Table 3 is useful for assessing SUPR-Qm05 results. For example, the first row of the table shows the case in which all five statements were rated a 5 (Strongly Agree).

Table 3. Logits, Probabilities, and Associated Grading Scales for SUPR-Qm05 Scores

Summed Score	Mean Score	Logit	Probability	Curved Grade	Grade Point
25	5.00	6.14	99.8%	A+	4.0
24	4.80	4.68	99.1%	A+	4.0
23	4.60	3.62	97.4%	A+	4.0
22	4.40	2.88	94.7%	A	4.0
21	4.20	2.29	90.8%	A	4.0
20	4.00	1.79	85.7%	A-	3.7
19	3.80	1.35	79.4%	B+	3.3
18	3.60	0.95	72.1%	B	3.0
17	3.40	0.58	64.1%	C+	2.3
16	3.20	0.23	55.7%	C	2.0
15	3.00	-0.12	47.0%	C	2.0
14	2.80	-0.46	38.7%	C-	1.7
13	2.60	-0.81	30.8%	D	1.0
12	2.40	-1.17	23.7%	D	1.0
11	2.20	-1.54	17.7%	D	1.0
10	2.00	-1.93	12.7%	F	0.0
9	1.80	-2.35	8.7%	F	0.0
8	1.60	-2.81	5.7%	F	0.0
7	1.40	-3.37	3.3%	F	0.0
6	1.20	-4.18	1.5%	F	0.0
5	1.00	-5.43	0.4%	F	0.0

Discussion and Recommendations

The mobile app industry is large and there is significant competition for users. Despite their limitations in diagnosing usability problems, standardized questionnaires are important tools in the assessment of the UX of mobile apps. There are only a few standardized UX questionnaires developed specifically for mobile apps: the MPUQ, AUG scales, and SUPR-Qm.

CTT and IRT in UX Research

These questionnaires differ in their methods of construction; CTT was used in the MPUQ and AUG scales, IRT (Rasch analysis) was used in the SUPR-Qm. Whether CTT or IRT is the better approach for the development of a standardized UX questionnaire depends on the measurement goals.

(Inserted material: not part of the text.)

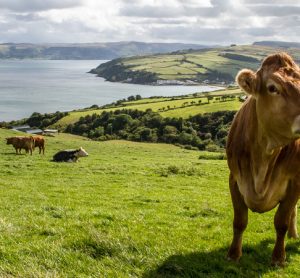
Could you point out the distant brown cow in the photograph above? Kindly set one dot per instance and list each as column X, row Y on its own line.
column 263, row 151
column 21, row 142
column 39, row 142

CTT tends to generate sets of items that are optimized around the average level of multiple constructs. IRT, by contrast, optimizes a questionnaire that reliably measures a fuller range of a single construct from low to high, not just around the average.

IRT methods produce scales that have an interval level of measurement. CTT scales are theoretically ordinal, but in practice, they can be treated as interval data for the purpose of statistical analysis, as long as researchers avoid making interval claims about the results (Harris, 1985; Nunnally, 1978; Sauro & Lewis, 2016).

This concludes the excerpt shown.